Application of Structured State Space Models to High energy physics with locality-sensitive hashing

TL;DR

This work addresses the challenge of processing HL-LHC-scale data, characterized by large point clouds and long sequences, by applying structured state-space models (SSMs) augmented with locality-sensitive hashing (LSH). It investigates pure SSMs and hybrid Transformer-Mamba architectures (Mamba) with OR & AND LSH to achieve near-linear computational complexity while preserving physics performance. The results demonstrate substantial FLOP reductions (over 10×) and superior or comparable tracking and pileup metrics, with notable gains in recall and throughput, signaling a practical path for HL-LHC data analysis. Overall, the approach provides a viable, efficient alternative to full transformer backbones for HEP tasks that exhibit strong local inductive bias, enabling faster inference without sacrificing key physics outcomes.

Abstract

Modern high-energy physics (HEP) experiments are increasingly challenged by the vast size and complexity of their datasets, particularly regarding large-scale point cloud processing and long sequences. In this study, to address these challenges, we explore the application of structured state space models (SSMs), proposing one of the first trials to integrate local-sensitive hashing into either a hybrid or pure Mamba Model. Our results demonstrate that pure SSMs could serve as powerful backbones for HEP problems involving tasks for long sequence data with local inductive bias. By integrating locality-sensitive hashing into Mamba blocks, we achieve significant improvements over traditional backbones in key HEP tasks, surpassing them in inference speed and physics metrics while reducing computational overhead. In key tests, our approach demonstrated promising results, presenting a viable alternative to traditional transformer backbones by significantly reducing FLOPS while maintaining robust performance.

Paper Structure

This paper contains 20 sections, 6 equations, 6 figures, 4 tables.

Figures (6)

  • Figure 1: An illustration of different structured mask types applied to attention maps, followed by the integration of Local-Sentive Hashing (LSH).
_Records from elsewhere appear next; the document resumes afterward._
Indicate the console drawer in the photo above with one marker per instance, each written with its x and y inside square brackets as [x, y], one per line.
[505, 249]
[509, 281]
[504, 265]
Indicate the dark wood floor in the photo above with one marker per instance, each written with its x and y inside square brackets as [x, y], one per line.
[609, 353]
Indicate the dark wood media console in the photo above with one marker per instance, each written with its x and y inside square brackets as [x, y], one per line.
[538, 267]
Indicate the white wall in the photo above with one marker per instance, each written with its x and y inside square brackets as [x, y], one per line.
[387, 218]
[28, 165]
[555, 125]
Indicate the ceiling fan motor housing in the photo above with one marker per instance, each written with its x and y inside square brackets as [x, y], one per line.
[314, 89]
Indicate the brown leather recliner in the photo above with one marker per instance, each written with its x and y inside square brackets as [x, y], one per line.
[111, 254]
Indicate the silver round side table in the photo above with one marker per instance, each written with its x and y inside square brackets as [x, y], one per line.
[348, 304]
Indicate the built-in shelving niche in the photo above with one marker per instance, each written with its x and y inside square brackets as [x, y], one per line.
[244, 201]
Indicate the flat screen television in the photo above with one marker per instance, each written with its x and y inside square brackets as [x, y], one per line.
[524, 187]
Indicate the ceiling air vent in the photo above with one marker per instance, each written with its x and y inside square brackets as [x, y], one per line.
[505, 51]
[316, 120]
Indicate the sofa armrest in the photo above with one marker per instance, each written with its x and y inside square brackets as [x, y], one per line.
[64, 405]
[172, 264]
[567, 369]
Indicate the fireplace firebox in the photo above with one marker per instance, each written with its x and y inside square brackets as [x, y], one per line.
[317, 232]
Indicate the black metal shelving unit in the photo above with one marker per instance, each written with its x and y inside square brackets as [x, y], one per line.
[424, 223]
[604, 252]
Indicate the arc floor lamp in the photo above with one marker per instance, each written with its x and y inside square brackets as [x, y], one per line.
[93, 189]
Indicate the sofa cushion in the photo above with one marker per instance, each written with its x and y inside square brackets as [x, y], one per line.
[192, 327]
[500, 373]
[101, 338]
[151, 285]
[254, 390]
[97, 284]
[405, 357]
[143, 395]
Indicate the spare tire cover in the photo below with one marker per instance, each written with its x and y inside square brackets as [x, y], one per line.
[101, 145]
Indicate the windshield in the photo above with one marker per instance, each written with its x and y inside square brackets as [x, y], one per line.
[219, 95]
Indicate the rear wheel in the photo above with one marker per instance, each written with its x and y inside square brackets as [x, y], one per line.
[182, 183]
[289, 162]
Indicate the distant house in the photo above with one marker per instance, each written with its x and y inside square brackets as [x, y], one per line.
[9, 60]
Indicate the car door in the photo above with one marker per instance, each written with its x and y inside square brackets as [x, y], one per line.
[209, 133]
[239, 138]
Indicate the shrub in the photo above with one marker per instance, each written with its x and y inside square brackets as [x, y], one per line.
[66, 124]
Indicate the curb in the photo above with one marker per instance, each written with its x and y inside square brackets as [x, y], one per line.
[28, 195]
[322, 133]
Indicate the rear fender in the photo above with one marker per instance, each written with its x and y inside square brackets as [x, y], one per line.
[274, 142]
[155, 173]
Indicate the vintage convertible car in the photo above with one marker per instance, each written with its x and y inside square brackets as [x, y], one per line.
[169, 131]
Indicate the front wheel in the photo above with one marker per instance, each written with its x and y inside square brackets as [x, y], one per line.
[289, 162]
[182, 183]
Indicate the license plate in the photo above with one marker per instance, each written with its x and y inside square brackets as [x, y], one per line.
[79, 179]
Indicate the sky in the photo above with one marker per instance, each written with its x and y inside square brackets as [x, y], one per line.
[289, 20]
The causal mask corresponds to linear attention transformers, the decay mask to the retentive network, and the semi-separable mask represents structured SSM. In this context, LSH operates by aligning similar query-key values, allowing the semi-separable mask to effectively select the relevant blocks from neighboring regions while minimizing interference from unrelated areas.
  • Figure 2: A schematic diagram of two proposed architectures for tasks with local inductive bias is presented. Left: The Mamba-a architecture, inspired by the hybrid Transformer-Mamba model (i.e., Jamba), excludes the MoE layer to reduce training memory requirements. Right: The Mamba-b architecture integrates the OR&AND E2LSH selection and bucketing mechanism into pure Mamba blocks. The final loss for both models is computed from the embedding output using the Info Noise-Contrastive Estimation (InfoNCE) loss infonce, constructed by predefined kNN edge pairs.
  • Figure 3: Performance plots for average inference FLOPs of various small-sized models across different numbers of hits, ranging from 3k to 60k. (All tests were performed on the actual dataset and evaluated on a single NVIDIA A100, ensuring realistic performance evaluation rather than relying on toy points.)
  • Figure 4: Performance plots for average throughputs (millions of hits) of various small-sized models across different numbers of hits, ranging from 3k to 60k. (while the actual FLOPs do not represent fully the raw inference time, can see clearly from the PCT and Flatformer case.)
  • Figure 5: Top-1 accuracy of different-sized models on Tracking-60k scenario. Mamba-a demonstrates better accuracy than all other larger models, while Mamba-b achieves comparable accuracy as the previous SOTA model.